Les verbes anglais be («être») et go («aller») sont aussi les seuls verbes de cette langue
à faire état de radicaux différents (e.g. was/were, went) dans leur conjugaison
(Hirtle 2007: 322, n.13).
2. Limites, objectif et raison d’être de cette étude
Ma tâche n’a pas cependant une visée comparative. Elle est plus modeste.
Mon exposé se bornera à examiner les verbes en question, par ailleurs les seuls
verbes portugais à faire état de cette particularité. Aussi, le point de vue adopté sera
strictement synchronique, endosynchronique, non pas —à une exception près
(cf.§7.5) — endodiachronique (Guillaume 2004:8).
Je me propose d’expliquer le supplétisme des radicaux dont les verbes ser
et ir font état, à l’heure actuelle, dans la structure sémiologique de leur conjugaison.
C’est là un problème qui n’a jamais été résolu jusqu’à présent, ni même posé (que
je sache) en tant que tel.
La raison en est, semble-t-il, que l’on a mis l’existence de ces radicaux
supplétifs au compte du fameux principe saussurien du caractère arbitraire (immotivé)
du signe linguistique (Saussure [1916] 1995:100-101). Et pourtant, on n’a pas affaire,
dans cette question, à une phonologie libre, imotivée, mais à une phonologie
asservie à des besoins de structuration sémiologique très particuliers, dont on aura
a préciser la nature, dans le détail, le moment venu. On peut néanmoins dire, d’ores
et déjà, qu’il s’agit, dans l’analyse que l’on va entreprendre ici du supplétisme des
radicaux dans la conjugaison de ser et ir, d’envisager ce phénomène au point de
vue psychosémiologique.3 On découvre alors que la répartition de compétences de
ces radicaux n’est pas arbitraire.

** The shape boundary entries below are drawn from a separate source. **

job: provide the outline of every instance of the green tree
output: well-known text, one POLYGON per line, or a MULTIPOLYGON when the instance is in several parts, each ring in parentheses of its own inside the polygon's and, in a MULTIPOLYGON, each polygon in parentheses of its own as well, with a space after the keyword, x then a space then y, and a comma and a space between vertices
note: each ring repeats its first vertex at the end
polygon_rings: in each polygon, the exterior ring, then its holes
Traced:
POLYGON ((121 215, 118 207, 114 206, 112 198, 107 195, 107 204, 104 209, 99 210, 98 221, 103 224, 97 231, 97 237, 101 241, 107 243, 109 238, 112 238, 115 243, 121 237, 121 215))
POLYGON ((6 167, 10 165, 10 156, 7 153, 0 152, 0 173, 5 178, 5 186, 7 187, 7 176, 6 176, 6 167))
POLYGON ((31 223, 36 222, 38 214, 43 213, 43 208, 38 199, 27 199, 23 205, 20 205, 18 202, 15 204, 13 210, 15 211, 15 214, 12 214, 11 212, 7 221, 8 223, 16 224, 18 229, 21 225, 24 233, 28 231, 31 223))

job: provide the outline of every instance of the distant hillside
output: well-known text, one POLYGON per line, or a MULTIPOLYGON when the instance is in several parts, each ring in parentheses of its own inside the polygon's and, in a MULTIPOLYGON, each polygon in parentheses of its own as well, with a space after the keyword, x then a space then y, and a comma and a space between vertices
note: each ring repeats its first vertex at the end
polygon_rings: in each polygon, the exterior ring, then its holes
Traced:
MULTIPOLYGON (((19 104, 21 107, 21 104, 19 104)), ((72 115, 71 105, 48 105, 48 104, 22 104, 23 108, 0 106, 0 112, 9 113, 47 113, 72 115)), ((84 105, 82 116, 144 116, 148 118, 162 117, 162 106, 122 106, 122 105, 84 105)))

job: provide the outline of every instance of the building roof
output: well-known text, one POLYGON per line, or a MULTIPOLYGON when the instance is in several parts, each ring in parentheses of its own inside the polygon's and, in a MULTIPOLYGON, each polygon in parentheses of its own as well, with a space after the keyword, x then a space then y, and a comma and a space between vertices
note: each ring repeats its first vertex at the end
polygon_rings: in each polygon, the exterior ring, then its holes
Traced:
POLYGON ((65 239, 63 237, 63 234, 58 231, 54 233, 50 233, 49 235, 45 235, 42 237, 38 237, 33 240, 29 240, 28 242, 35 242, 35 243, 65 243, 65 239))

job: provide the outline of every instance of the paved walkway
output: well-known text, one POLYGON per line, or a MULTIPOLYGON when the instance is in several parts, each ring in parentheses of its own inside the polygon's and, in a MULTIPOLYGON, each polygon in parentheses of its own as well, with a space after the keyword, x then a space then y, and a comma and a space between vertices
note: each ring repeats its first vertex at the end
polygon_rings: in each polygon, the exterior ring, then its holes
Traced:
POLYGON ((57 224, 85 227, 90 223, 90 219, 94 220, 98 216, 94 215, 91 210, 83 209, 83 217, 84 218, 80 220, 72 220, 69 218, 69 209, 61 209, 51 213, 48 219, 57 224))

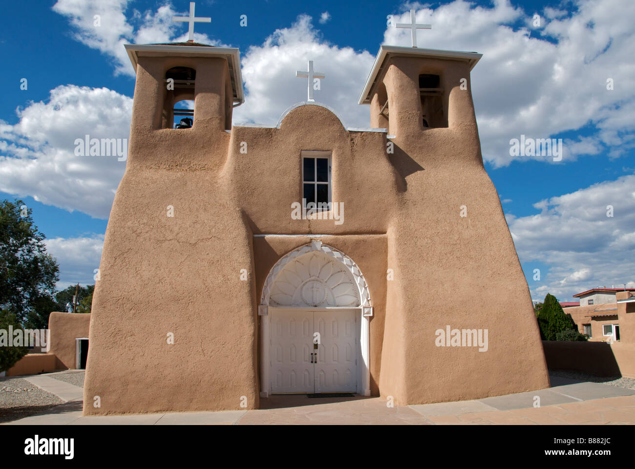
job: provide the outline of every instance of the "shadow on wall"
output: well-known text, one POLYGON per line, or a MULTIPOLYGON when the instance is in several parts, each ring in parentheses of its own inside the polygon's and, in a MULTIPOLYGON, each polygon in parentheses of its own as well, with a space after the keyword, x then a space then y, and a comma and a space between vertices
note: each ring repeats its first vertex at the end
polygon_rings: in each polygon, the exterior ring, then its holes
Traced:
POLYGON ((399 174, 399 177, 395 177, 397 190, 400 193, 406 192, 408 191, 408 181, 406 178, 418 171, 423 171, 425 168, 410 158, 396 144, 394 144, 393 150, 394 153, 392 154, 389 154, 388 156, 391 163, 399 174))
MULTIPOLYGON (((542 347, 550 370, 572 370, 598 376, 622 375, 613 349, 606 343, 543 341, 542 347)), ((632 358, 635 360, 635 357, 632 358)))

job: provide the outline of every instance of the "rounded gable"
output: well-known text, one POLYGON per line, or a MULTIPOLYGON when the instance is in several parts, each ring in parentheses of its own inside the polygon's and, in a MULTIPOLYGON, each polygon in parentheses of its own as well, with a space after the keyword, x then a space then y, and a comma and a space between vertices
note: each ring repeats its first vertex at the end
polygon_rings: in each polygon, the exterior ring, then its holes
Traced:
POLYGON ((346 126, 346 125, 344 123, 344 120, 342 119, 342 117, 337 112, 335 112, 335 109, 333 109, 330 106, 328 106, 326 104, 323 104, 322 103, 311 102, 309 101, 296 103, 293 105, 287 108, 287 109, 284 112, 282 113, 282 115, 278 119, 277 123, 276 125, 276 126, 277 128, 280 128, 280 126, 282 125, 283 121, 284 121, 285 119, 286 119, 287 116, 290 114, 292 113, 294 111, 296 111, 297 109, 304 108, 304 106, 318 106, 318 107, 321 107, 324 109, 326 109, 335 117, 337 118, 337 119, 340 121, 340 123, 342 125, 342 128, 344 128, 344 130, 347 130, 347 128, 346 126))

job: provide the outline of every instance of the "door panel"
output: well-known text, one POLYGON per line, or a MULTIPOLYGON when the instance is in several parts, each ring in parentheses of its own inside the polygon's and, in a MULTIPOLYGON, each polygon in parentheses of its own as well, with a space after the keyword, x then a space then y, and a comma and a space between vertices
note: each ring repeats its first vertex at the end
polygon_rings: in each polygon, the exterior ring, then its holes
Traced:
POLYGON ((356 391, 358 310, 270 311, 272 393, 356 391))
POLYGON ((313 313, 278 310, 271 320, 271 392, 314 392, 313 313))
POLYGON ((355 392, 357 384, 355 311, 316 311, 321 344, 316 364, 316 392, 355 392), (326 325, 328 325, 326 327, 326 325))

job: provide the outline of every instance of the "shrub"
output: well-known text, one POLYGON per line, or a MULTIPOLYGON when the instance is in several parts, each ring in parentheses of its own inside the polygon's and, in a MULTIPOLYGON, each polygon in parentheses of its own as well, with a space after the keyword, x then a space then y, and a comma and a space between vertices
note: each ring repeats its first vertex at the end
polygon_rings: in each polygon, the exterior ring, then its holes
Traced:
MULTIPOLYGON (((4 309, 0 311, 0 330, 6 331, 6 339, 10 341, 10 343, 12 343, 13 337, 8 337, 10 325, 13 326, 14 330, 22 329, 16 320, 15 315, 4 309)), ((27 354, 26 347, 10 347, 8 345, 9 343, 6 345, 0 344, 0 372, 6 371, 27 354)))

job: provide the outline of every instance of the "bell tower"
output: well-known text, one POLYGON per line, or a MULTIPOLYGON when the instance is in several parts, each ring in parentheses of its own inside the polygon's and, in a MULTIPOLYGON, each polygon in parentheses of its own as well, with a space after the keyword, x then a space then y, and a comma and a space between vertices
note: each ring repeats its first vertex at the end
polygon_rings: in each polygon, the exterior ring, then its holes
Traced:
POLYGON ((398 137, 476 126, 470 71, 481 57, 382 46, 358 102, 370 105, 371 126, 398 137))
POLYGON ((244 101, 238 49, 194 42, 125 47, 137 73, 132 163, 156 158, 157 146, 169 160, 184 147, 192 158, 198 144, 215 148, 229 142, 225 130, 231 129, 232 112, 244 101), (149 149, 153 154, 145 154, 149 149))

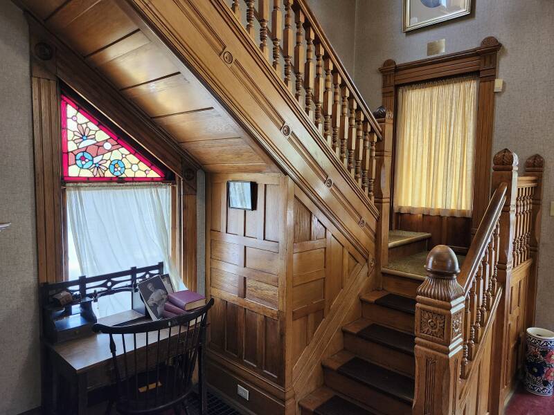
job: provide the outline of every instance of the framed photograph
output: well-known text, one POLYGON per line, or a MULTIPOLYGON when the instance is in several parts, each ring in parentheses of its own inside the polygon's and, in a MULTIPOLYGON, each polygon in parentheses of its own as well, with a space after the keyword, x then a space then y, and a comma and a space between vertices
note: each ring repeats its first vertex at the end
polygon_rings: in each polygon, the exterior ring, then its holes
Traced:
POLYGON ((161 277, 155 275, 145 279, 138 283, 138 287, 152 320, 157 320, 161 318, 168 295, 168 288, 161 277))
POLYGON ((256 190, 255 182, 228 181, 229 207, 233 209, 256 210, 256 190))
POLYGON ((404 0, 404 31, 465 16, 471 10, 471 0, 404 0))

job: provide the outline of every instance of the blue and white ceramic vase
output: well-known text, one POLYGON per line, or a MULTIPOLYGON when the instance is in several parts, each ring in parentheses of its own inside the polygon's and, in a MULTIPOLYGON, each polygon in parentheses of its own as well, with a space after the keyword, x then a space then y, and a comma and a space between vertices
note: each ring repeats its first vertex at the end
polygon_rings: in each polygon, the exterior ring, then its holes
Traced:
POLYGON ((554 333, 544 329, 527 329, 525 389, 543 396, 554 389, 554 333))

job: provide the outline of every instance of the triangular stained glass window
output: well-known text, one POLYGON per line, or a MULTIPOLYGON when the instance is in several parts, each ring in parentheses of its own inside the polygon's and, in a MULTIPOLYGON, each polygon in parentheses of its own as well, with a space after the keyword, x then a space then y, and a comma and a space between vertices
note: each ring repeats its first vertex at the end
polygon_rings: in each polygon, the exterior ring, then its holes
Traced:
POLYGON ((163 172, 67 97, 62 96, 66 181, 155 181, 163 172))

Elle est assujettie à (motivée par) un principe d’un
ordre supérieur, qui est celui de la cohérence constructive à laquelle est soumis le
psychisme verbal signifié en son unité systématique.
3 Le terme de psychosémiologie mérite qu’on s’y arrête. Il ne peut être de dicibilité par signes —
sémiologie (vocale, gestuelle ou scripturale)— «que relativement à quelque chose de pensé, et de
pensé non pas d’une manière quelconque, librement, mais comme il faut pour qu’un signe puisse
s’y ajouter. Cette manière de penser, c’est la dicibilité mentale», dont l’étude, dans sa partie plus
systématisée, (celle que l’on qualifie traditionnellement de «grammaticale») ressortit à la psychosystématique
du langage. L’intervention d’un signe («signifiant» dans la terminologie de Saussure) jugé convenant,
c’est la dicibilité vocale, gestuelle ou scripturale, «la dicibilité sémiologique — psycho-sémiologique —
le choix d’un signe ayant ses raisons, son psychisme» (cf. Guillaume, LL5, 1982:20). La psychosémiologie
du langage est la partie de la linguistique se rapportant à ce choix et à ses motifs (cf. Guillaume,
EMI-I, 2007:9).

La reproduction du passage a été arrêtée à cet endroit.